Since I’m determined to strengthen my practice of daily blogging (and turning away from FB), I’ll take just a minute or two fifteen thirty sixty away from reading about Lyotard in French to sketch in a bit more detail the rationale for connecting differential hermeneutics to psychoanalysis and specifically to dream interpretation.
In the first place, then, Big Thinkers have been wrestling with the hermeneutics of dreams for more than a century, with little attention paid from the side of biblical hermeneutics. That is, little attention from theoretical hermeneutics as a general biblical field, not ‘psychological criticism’ whose practitioners have obviously attended to dream interpretation — as have psychological interpreters who turn to the Bible as an object of their interpretive attention. Moreover, since the sort of interpretive attention in question is widely associated with ‘the masters of suspicion’ (Marx, Nietzsche, and especially in this case, Freud), and since many scholars take it as axiomatic that one must approach biblical texts with that ‘suspicion’, I stand to benefit from immersing myself in the relevant thoughts of one of the Masters.
Second, as I said several days ago, dreams provide the interesting case of a text (the dream, not simply the dream-report) whose ‘intentionality’ is open to inquiry, which we also feel it important to interpret one way or another. While one can quickly enough jump to the assumption that a subconscious process in the dreamer, or the unconscious, or some other impulse can stand in for the author of the dream (thus providing intentionality), that’s a different quality of ‘intention’ from (say) my determining to wear a red shirt today (and doing so). Indeed part of what’s perplexing in dream interpretation involves devising some form of coherent agency which might compose the outlandish pastiches that we recall on waking. So if we can learn something about dream interpretation without obvious intentional agency, we may be better situated to address the possibility that an ascribed intention need not provide the be-all and end-all of hermeneutical deliberation.
Third, many of the thinkers who weigh in on dream interpretation express comfort with the premise that dreams might not have one and only one definitive meaning. Since differential hermeneutics (as I envision it) sets out to investigate the ways and reasons for interpretive divergence, the study of multiple ‘meanings’ for dreams seems particularly apposite.

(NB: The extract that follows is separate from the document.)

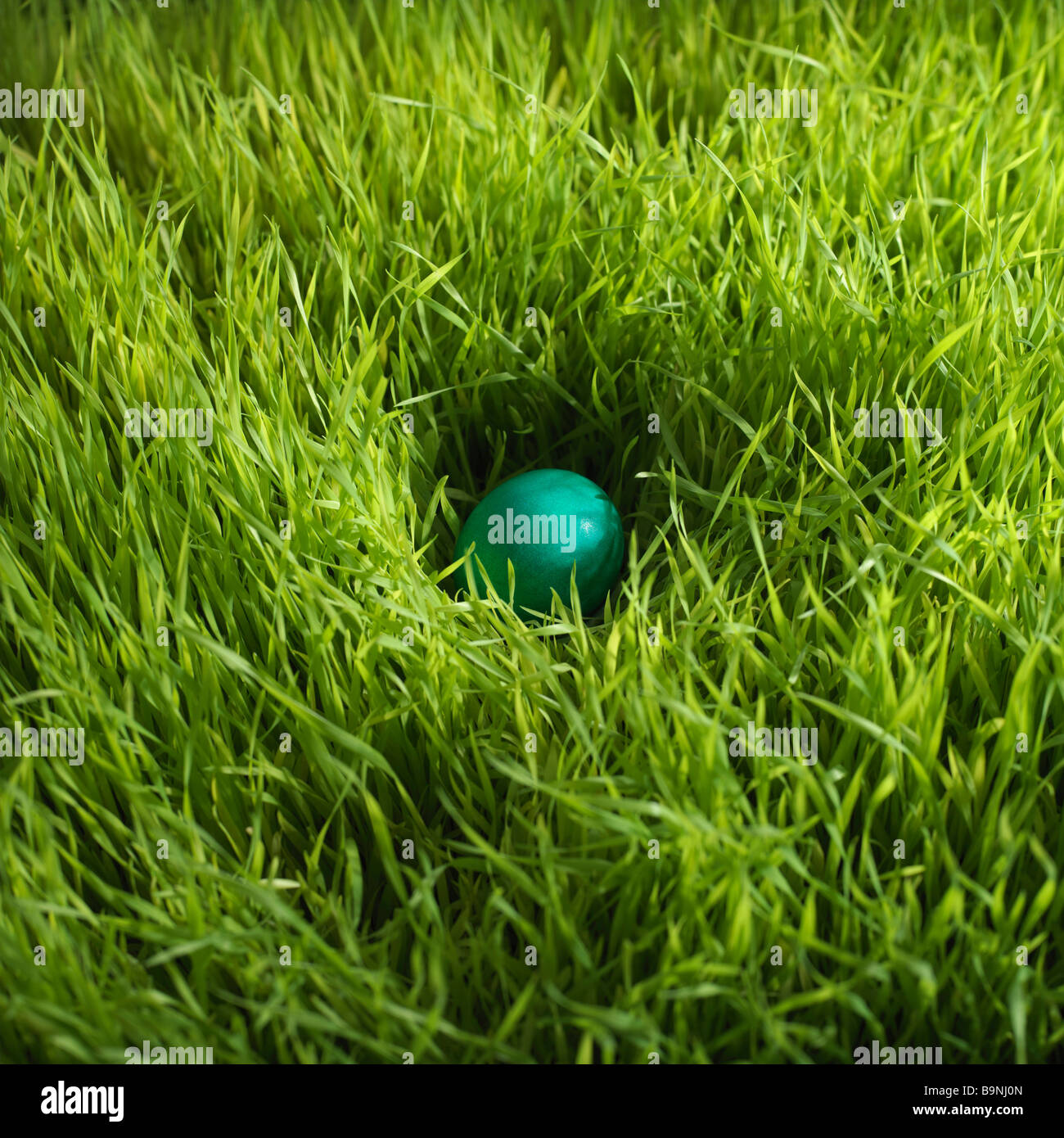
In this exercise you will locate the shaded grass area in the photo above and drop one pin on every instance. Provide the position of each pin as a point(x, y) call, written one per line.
point(407, 788)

Fourth, even the pro-plurality phalanx of contemporary oneirologists treat some interpretations (or interpretive gestures) as better, wiser, sounder, more productive than others, any effort I make to espouse a hermeneutic that moves away from single correct answers to multiple plausible responses will always encounter the question of whether this makes all interpretations equal, whether one can say any damn thing one wants, whether I take away the grounds for distinguishing right from wrong. If I’m on a sound track, though, I will at the end be equipped to articulate a rationale for those distinctions that does not rest on transcendent Rules of Interpretation or The Nature of Meaning or any other such problematic construct.